Uma nova análise do Aberdeen Group, com base em dados fornecidos pela Verizon, oferece novas evidências que quantificam o custo do tempo em dois tipos de incidente diferentes: comprometimentos de dados e interrupção sustentada na disponibilidade dos serviços. Essas conclusões acentuam a urgência que os agentes de segurança cibernética têm para minimizar a detecção e o tempo de contenção.
De acordo com o relatório da Aberdeen encomendado pela McAfee, Cybersecurity: For Defenders, It’s About Time (Segurança Cibernética: para os defensores, é uma questão de tempo), o impacto de uma quebra de sigilo de dados nos negócios é maior no início da exploração, quando os registros são comprometidos. Faz sentido, pois os atacantes querem entrar e sair com as mercadorias (seus dados) no menor tempo possível. A maioria dos agentes está agindo somente após o ataque, quando a maior parte dos danos já foi feita.
No entanto, em contraste, o impacto nos negócios de uma interrupção continuada na disponibilidade continua a crescer do momento do comprometimento ao momento da correção. O dobro de melhoria no seu tempo de detectar e reagir a um ataque é igual a um impacto aproximadamente 70% menor nos negócios.
O Relatório conclui que o tempo de detecção continua sendo um grande desafio para os defensores que reagem aos ataques cibernéticos, colocando as empresas em risco. O estudo discute que em mais de 1300 quebras de sigilo de dados, investigadas entre 2014 e 2016, metade das detecções levou até 38 dias, com uma média de 210 dias, tendo alguns incidentes levado até quatro anos.

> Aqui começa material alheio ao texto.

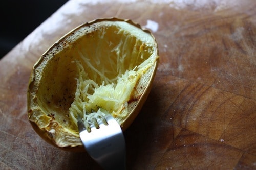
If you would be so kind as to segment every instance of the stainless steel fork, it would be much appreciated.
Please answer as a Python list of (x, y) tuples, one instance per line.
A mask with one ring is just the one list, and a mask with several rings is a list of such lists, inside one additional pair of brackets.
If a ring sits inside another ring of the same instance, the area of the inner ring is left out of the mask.
[(80, 138), (87, 152), (103, 169), (125, 169), (125, 144), (122, 129), (110, 114), (104, 118), (106, 125), (98, 118), (98, 125), (91, 124), (88, 131), (78, 115)]

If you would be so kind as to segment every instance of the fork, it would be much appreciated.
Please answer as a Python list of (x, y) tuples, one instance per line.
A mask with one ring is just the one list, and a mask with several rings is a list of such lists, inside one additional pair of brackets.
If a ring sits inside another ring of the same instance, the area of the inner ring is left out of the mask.
[[(87, 129), (78, 115), (80, 138), (91, 157), (104, 169), (125, 169), (125, 144), (122, 129), (110, 114), (97, 118)], [(105, 121), (104, 121), (105, 120)]]

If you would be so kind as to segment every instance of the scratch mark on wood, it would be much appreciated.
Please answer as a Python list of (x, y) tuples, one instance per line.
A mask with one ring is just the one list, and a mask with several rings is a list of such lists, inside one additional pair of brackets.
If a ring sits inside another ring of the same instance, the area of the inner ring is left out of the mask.
[[(22, 155), (22, 154), (19, 154), (18, 152), (15, 152), (14, 151), (12, 150), (9, 148), (6, 147), (5, 145), (4, 145), (4, 144), (3, 144), (2, 143), (0, 143), (0, 146), (1, 146), (3, 148), (4, 148), (5, 149), (7, 150), (7, 151), (10, 151), (12, 153), (13, 153), (15, 155), (17, 156), (19, 158), (21, 158), (21, 159), (25, 160), (26, 162), (29, 163), (29, 164), (33, 165), (33, 166), (34, 166), (35, 167), (36, 167), (37, 168), (38, 168), (38, 167), (37, 167), (37, 166), (36, 166), (36, 165), (35, 165), (34, 163), (33, 163), (33, 162), (30, 161), (28, 159), (26, 159), (25, 157), (24, 157), (24, 155)], [(15, 158), (17, 159), (17, 158)], [(12, 162), (10, 164), (12, 164), (12, 165), (15, 165), (13, 164), (13, 163), (14, 162)]]
[(244, 92), (243, 94), (245, 95), (245, 89), (244, 88), (244, 84), (243, 83), (243, 81), (242, 80), (242, 78), (241, 78), (241, 76), (240, 71), (239, 71), (239, 68), (238, 68), (238, 66), (237, 60), (236, 60), (235, 57), (234, 56), (232, 56), (233, 59), (234, 60), (234, 64), (236, 65), (236, 68), (237, 69), (237, 70), (238, 73), (239, 78), (239, 79), (240, 80), (241, 85), (242, 86), (242, 88), (243, 89), (243, 92)]

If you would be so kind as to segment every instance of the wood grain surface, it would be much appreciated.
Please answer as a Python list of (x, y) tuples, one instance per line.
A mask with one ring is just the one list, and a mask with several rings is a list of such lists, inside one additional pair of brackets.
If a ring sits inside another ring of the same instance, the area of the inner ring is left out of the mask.
[(255, 9), (254, 0), (68, 2), (0, 61), (0, 169), (100, 169), (35, 133), (26, 92), (33, 65), (58, 39), (113, 16), (151, 30), (160, 56), (124, 132), (127, 169), (256, 169)]

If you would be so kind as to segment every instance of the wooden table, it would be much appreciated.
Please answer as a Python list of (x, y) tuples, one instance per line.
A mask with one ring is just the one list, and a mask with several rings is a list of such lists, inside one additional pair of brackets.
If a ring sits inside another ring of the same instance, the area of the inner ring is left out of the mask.
[(160, 56), (147, 100), (124, 133), (127, 169), (256, 169), (255, 9), (254, 0), (69, 1), (0, 61), (0, 169), (99, 168), (86, 153), (35, 133), (26, 91), (33, 65), (54, 42), (112, 16), (151, 29)]

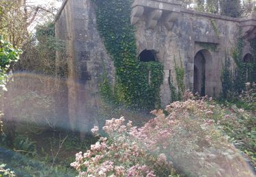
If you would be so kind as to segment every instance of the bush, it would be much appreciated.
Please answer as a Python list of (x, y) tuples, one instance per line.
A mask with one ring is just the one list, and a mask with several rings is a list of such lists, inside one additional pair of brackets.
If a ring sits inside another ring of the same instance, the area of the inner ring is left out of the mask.
[[(143, 127), (106, 120), (109, 137), (76, 154), (71, 165), (80, 176), (253, 176), (239, 152), (215, 124), (227, 115), (205, 98), (174, 102)], [(210, 99), (211, 100), (211, 99)], [(215, 123), (215, 124), (214, 124)], [(98, 128), (92, 131), (98, 133)]]

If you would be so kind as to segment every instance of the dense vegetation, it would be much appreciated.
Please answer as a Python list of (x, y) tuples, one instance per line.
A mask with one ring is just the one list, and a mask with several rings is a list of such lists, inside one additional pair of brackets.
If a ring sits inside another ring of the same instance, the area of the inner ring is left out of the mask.
[[(104, 108), (94, 118), (110, 120), (105, 126), (99, 121), (96, 137), (81, 141), (65, 124), (68, 62), (56, 60), (56, 52), (66, 53), (55, 35), (57, 10), (0, 1), (0, 176), (253, 176), (245, 161), (256, 170), (256, 64), (243, 62), (242, 39), (227, 51), (219, 99), (186, 92), (185, 68), (177, 59), (176, 80), (169, 82), (173, 103), (152, 116), (145, 112), (160, 108), (163, 66), (137, 58), (132, 1), (92, 1), (115, 83), (113, 88), (106, 73), (102, 76)], [(255, 1), (184, 0), (182, 5), (242, 17), (255, 14)], [(255, 60), (255, 39), (251, 46)], [(79, 151), (85, 153), (74, 160)]]
[[(152, 109), (159, 107), (163, 66), (157, 61), (139, 62), (137, 58), (134, 29), (130, 19), (131, 3), (120, 0), (96, 1), (98, 29), (114, 60), (115, 100), (132, 108)], [(104, 91), (102, 95), (107, 93), (106, 88), (101, 88)]]

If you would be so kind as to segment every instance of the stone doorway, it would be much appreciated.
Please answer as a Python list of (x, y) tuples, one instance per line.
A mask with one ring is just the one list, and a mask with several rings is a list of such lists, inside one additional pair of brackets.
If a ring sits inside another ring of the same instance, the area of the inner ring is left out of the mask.
[(197, 52), (194, 58), (193, 93), (201, 96), (214, 95), (214, 78), (212, 59), (210, 52), (203, 49)]
[(205, 59), (201, 52), (198, 52), (194, 59), (193, 93), (205, 95)]

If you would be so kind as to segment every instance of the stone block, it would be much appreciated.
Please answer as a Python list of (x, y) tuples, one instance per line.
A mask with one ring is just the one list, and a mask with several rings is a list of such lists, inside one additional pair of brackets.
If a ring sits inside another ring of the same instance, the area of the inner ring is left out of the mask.
[(85, 8), (74, 7), (74, 18), (77, 19), (88, 19), (88, 14)]
[(74, 21), (75, 30), (86, 29), (85, 22), (86, 20), (85, 19), (75, 18)]
[(87, 37), (87, 30), (76, 30), (75, 39), (76, 40), (86, 40)]
[(85, 50), (84, 51), (77, 51), (76, 52), (76, 61), (89, 61), (90, 59), (90, 54), (89, 52), (87, 52)]
[(79, 82), (85, 84), (87, 81), (91, 80), (91, 74), (87, 71), (82, 71), (79, 73)]

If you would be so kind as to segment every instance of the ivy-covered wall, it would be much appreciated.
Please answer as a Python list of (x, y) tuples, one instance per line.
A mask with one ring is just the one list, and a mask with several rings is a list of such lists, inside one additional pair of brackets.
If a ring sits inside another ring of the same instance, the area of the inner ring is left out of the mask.
[(98, 30), (114, 61), (115, 99), (132, 108), (154, 109), (160, 106), (163, 66), (138, 60), (134, 28), (130, 25), (132, 2), (96, 0)]

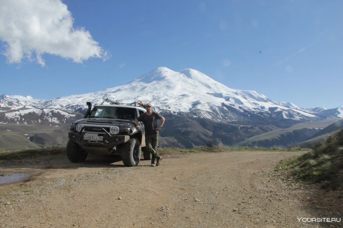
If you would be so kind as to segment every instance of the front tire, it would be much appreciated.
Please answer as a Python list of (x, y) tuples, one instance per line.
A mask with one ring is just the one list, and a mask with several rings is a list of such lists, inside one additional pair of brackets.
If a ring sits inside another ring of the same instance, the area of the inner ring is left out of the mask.
[(79, 144), (69, 139), (67, 144), (67, 157), (72, 162), (82, 162), (84, 161), (88, 153), (82, 150)]
[(121, 157), (124, 165), (129, 167), (138, 165), (142, 153), (141, 143), (138, 139), (130, 138), (123, 146)]

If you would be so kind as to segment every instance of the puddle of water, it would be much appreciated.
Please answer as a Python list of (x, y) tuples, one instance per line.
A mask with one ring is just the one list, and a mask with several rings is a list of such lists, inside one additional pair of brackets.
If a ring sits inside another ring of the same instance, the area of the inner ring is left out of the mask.
[(0, 173), (0, 185), (17, 181), (28, 176), (25, 173)]

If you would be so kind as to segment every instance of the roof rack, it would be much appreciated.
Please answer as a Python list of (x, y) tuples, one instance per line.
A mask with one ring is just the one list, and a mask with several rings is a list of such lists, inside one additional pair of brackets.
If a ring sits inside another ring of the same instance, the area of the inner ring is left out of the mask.
[(132, 103), (120, 103), (116, 101), (112, 100), (110, 100), (108, 98), (105, 98), (104, 99), (104, 101), (103, 101), (102, 103), (101, 103), (101, 104), (103, 104), (105, 102), (108, 102), (114, 105), (127, 105), (130, 106), (134, 105), (135, 106), (138, 106), (140, 107), (142, 107), (143, 108), (145, 108), (145, 106), (143, 105), (143, 102), (140, 100), (139, 101), (139, 102), (132, 102)]

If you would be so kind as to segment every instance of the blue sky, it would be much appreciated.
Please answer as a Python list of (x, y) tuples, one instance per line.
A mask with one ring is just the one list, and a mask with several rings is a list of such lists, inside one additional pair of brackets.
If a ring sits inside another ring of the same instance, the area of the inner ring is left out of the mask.
[(0, 95), (94, 92), (164, 66), (274, 101), (343, 107), (340, 0), (8, 0), (0, 38)]

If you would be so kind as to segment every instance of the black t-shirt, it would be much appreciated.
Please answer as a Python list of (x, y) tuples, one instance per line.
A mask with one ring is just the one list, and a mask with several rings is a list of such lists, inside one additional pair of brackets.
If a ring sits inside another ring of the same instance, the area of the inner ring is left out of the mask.
[(144, 124), (145, 135), (152, 135), (157, 133), (155, 130), (157, 127), (157, 120), (162, 118), (162, 116), (157, 112), (153, 112), (150, 115), (146, 113), (143, 113), (139, 116), (137, 119)]

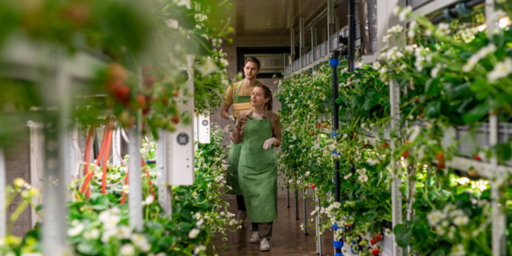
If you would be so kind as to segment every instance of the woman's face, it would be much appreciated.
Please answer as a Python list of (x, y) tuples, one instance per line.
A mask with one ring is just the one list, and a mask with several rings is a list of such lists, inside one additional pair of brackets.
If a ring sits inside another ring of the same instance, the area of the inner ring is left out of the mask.
[(251, 95), (251, 105), (256, 108), (262, 106), (268, 101), (268, 98), (265, 98), (265, 91), (261, 87), (257, 87), (252, 90)]

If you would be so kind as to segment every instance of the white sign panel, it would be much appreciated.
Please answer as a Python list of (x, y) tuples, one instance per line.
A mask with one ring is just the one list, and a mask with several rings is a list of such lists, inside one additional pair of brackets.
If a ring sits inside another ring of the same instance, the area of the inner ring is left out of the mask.
[[(168, 185), (194, 184), (194, 75), (190, 69), (193, 57), (188, 57), (188, 79), (186, 87), (181, 89), (178, 99), (178, 108), (183, 112), (181, 121), (176, 124), (176, 130), (166, 136), (167, 158), (167, 183)], [(185, 124), (184, 120), (190, 120)]]
[(194, 140), (195, 141), (198, 141), (199, 140), (199, 134), (198, 133), (198, 120), (199, 118), (197, 116), (194, 116)]
[(210, 115), (200, 115), (198, 122), (198, 130), (199, 130), (199, 143), (209, 144), (211, 141), (210, 137)]

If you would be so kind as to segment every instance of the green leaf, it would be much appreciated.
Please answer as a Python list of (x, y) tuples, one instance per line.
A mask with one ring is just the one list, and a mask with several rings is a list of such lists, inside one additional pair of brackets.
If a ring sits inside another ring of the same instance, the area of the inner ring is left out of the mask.
[(78, 252), (84, 255), (96, 255), (99, 253), (99, 251), (93, 245), (88, 243), (80, 243), (76, 246)]
[(507, 161), (512, 157), (512, 148), (507, 143), (500, 143), (496, 146), (498, 160), (500, 161)]
[(374, 210), (367, 211), (365, 216), (362, 217), (362, 221), (365, 222), (370, 222), (372, 221), (377, 216), (377, 212)]
[(412, 228), (410, 227), (405, 227), (403, 225), (399, 227), (399, 226), (400, 225), (395, 227), (395, 238), (396, 239), (396, 243), (404, 247), (411, 244), (413, 236)]
[(435, 95), (441, 91), (439, 78), (430, 78), (425, 82), (425, 94), (428, 96)]
[(436, 118), (439, 116), (441, 112), (441, 102), (434, 101), (429, 102), (425, 110), (425, 115), (429, 118)]
[(488, 114), (490, 106), (488, 105), (480, 105), (474, 108), (464, 115), (462, 118), (464, 122), (468, 123), (480, 121), (484, 116)]
[(476, 93), (475, 97), (479, 100), (483, 100), (489, 96), (489, 84), (485, 78), (479, 78), (475, 79), (470, 87), (472, 91)]
[(362, 107), (364, 102), (365, 99), (362, 98), (362, 96), (361, 95), (357, 95), (350, 99), (350, 103), (352, 105), (352, 109), (360, 109)]
[(432, 254), (430, 255), (431, 256), (444, 256), (446, 255), (446, 253), (444, 252), (444, 251), (441, 249), (438, 249), (435, 251), (434, 252), (432, 252)]

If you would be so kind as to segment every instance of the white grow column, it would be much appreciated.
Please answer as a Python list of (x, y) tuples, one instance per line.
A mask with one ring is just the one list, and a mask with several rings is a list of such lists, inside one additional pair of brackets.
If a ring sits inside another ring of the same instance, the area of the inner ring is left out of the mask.
[[(399, 107), (400, 104), (400, 88), (394, 80), (391, 80), (390, 82), (390, 99), (391, 105), (391, 129), (394, 130), (397, 128), (398, 120), (400, 120)], [(391, 148), (395, 148), (394, 143), (392, 141)], [(393, 181), (391, 183), (391, 205), (392, 219), (393, 227), (402, 223), (402, 197), (400, 191), (400, 186), (401, 185), (402, 170), (401, 166), (394, 161), (392, 161)], [(400, 256), (402, 255), (403, 249), (398, 245), (393, 244), (393, 255)]]
[[(493, 20), (494, 12), (494, 0), (485, 0), (486, 24), (487, 32), (489, 37), (493, 36), (495, 29), (497, 29), (498, 33), (501, 32), (500, 27), (496, 26), (494, 20)], [(491, 111), (489, 116), (489, 145), (490, 147), (498, 144), (498, 117)], [(503, 174), (498, 172), (498, 159), (496, 156), (490, 159), (490, 165), (492, 169), (490, 170), (494, 173), (495, 180), (491, 183), (490, 185), (491, 206), (493, 209), (491, 245), (493, 255), (500, 256), (506, 255), (506, 241), (505, 236), (506, 219), (503, 214), (503, 206), (499, 202), (500, 198), (503, 196), (500, 193), (500, 187), (502, 185), (503, 177)]]
[[(167, 183), (168, 185), (193, 185), (194, 175), (194, 74), (193, 58), (187, 58), (188, 80), (181, 90), (178, 99), (178, 109), (183, 113), (182, 121), (176, 124), (176, 130), (166, 137)], [(184, 120), (189, 120), (185, 123)]]
[[(139, 86), (142, 86), (142, 70), (138, 71)], [(142, 110), (137, 112), (137, 122), (134, 127), (129, 130), (128, 138), (130, 144), (128, 152), (130, 154), (129, 162), (129, 186), (130, 194), (128, 195), (128, 209), (130, 215), (130, 226), (136, 231), (142, 230), (142, 183), (141, 179), (140, 148), (142, 146), (141, 127), (142, 126)], [(108, 154), (106, 152), (105, 154)]]
[(199, 122), (199, 114), (196, 114), (194, 117), (194, 141), (199, 141), (199, 134), (198, 131), (198, 123)]
[[(190, 8), (189, 0), (181, 0), (179, 3)], [(178, 27), (178, 22), (169, 19), (166, 21), (169, 27)], [(194, 56), (186, 57), (186, 66), (184, 67), (187, 74), (185, 86), (180, 89), (177, 99), (178, 109), (182, 113), (181, 121), (176, 124), (176, 130), (166, 136), (166, 179), (168, 185), (190, 185), (194, 183)], [(157, 164), (158, 163), (157, 163)]]
[(158, 203), (163, 210), (162, 214), (170, 216), (173, 214), (172, 194), (170, 187), (167, 183), (167, 166), (170, 164), (167, 160), (167, 138), (170, 136), (170, 133), (164, 130), (158, 132), (158, 140), (157, 141), (157, 169), (160, 173), (157, 176), (158, 186)]
[[(199, 141), (202, 144), (209, 144), (211, 141), (210, 136), (210, 114), (199, 115), (198, 117), (197, 129), (199, 130)], [(196, 125), (194, 125), (195, 127)]]

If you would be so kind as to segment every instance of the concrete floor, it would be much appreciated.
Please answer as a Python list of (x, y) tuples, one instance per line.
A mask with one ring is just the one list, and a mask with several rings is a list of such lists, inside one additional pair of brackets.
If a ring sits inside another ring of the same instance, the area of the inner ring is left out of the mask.
[[(295, 199), (293, 195), (290, 195), (290, 207), (286, 207), (286, 198), (278, 198), (278, 221), (274, 222), (272, 228), (272, 237), (269, 241), (270, 250), (260, 251), (260, 244), (251, 244), (249, 242), (251, 237), (250, 224), (248, 218), (242, 229), (234, 233), (228, 234), (228, 240), (225, 242), (227, 248), (219, 253), (219, 256), (240, 255), (315, 255), (316, 245), (315, 241), (314, 218), (310, 214), (313, 210), (310, 204), (311, 199), (308, 199), (308, 218), (313, 220), (308, 226), (309, 234), (306, 236), (301, 229), (301, 224), (304, 223), (304, 200), (299, 200), (299, 218), (295, 220)], [(237, 202), (234, 196), (226, 196), (225, 199), (229, 203), (229, 211), (238, 212)], [(325, 255), (334, 254), (332, 246), (333, 233), (327, 231), (324, 236)], [(222, 245), (223, 242), (217, 236), (215, 243)]]

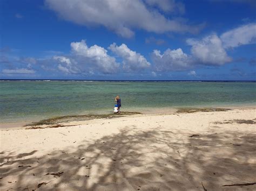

Esses dados mostram que os agentes de segurança cibernética podem melhorar sua capacidade de proteger o valor comercial se puderem implementar estratégias que priorizem mais rapidez na detecção, na investigação e na resposta a incidentes.
Recomendações
No estudo, o Aberdeen Group apresenta quatro exemplos ilustrativos de como a recaptura da vantagem do tempo pode ajudar os defensores a reduzir o risco, com sugestões de medidas e estratégias. Alguns destaques incluem o uso das tecnologias mais recentes de identificação e contenção:
– Antes do dia zero: identificação (por exemplo, por meio de reputação, heurística e aprendizado de máquina). Os atacantes têm se tornado cada vez mais hábeis em transformar o rastro do código malicioso para escapar das defesas tradicionais baseadas em assinatura. Mas a análise de pré-execução avançada dos recursos do código, combinada com a análise em tempo real dos comportamentos do código, tem sido usada para identificar malwares antes desconhecidos sem o uso de assinaturas, antes de eles terem oportunidade de executar.
– Após a identificação: contenção (por exemplo, por meio de proteção por aplicativos dinâmicos e inteligência agregada em campanhas ativas contra ameaças). Os recursos avançados de defesa de endpoints já permitem que códigos potencialmente maliciosos sejam carregados para a memória – mas impedindo-os de fazer alterações no sistema, de se espalhar para outros sistemas ou de realizar outros comportamentos tipicamente maliciosos. Essa abordagem oferece proteção imediata e ganha tempo para a inteligência – coleta e análise – sem interromper a produtividade do usuário.
Em data center e segurança na nuvem, algumas das táticas de endpoint acima podem ser aplicadas a cargas de trabalho virtuais e do servidor para proteger contra explorações conhecidas e desconhecidas. O Aberdeen Group também sugere que é possível melhorar os resultados por meio de táticas de patches virtuais e blindagem. Esse conceito já existe há anos, mas é especialmente útil quando recursos são centralizados.
– Patches virtuais: Às vezes conhecidos como patches externos ou blindagem de vulnerabilidade – estabelece uma política que é externa aos recursos sendo protegidos, para identificar e interceptar explorações de vulnerabilidades antes que alcancem o alvo pretendido. Dessa forma, não são necessárias modificações diretas nos recursos sendo protegidos e as atualizações podem ser automatizadas e constantes.
– Pontos de imposição estratégicos: Projete usando menos pontos de imposição de política (isto é, em alguns pontos na rede empresarial, em vez de aplicar patches de fornecedores em todo sistema).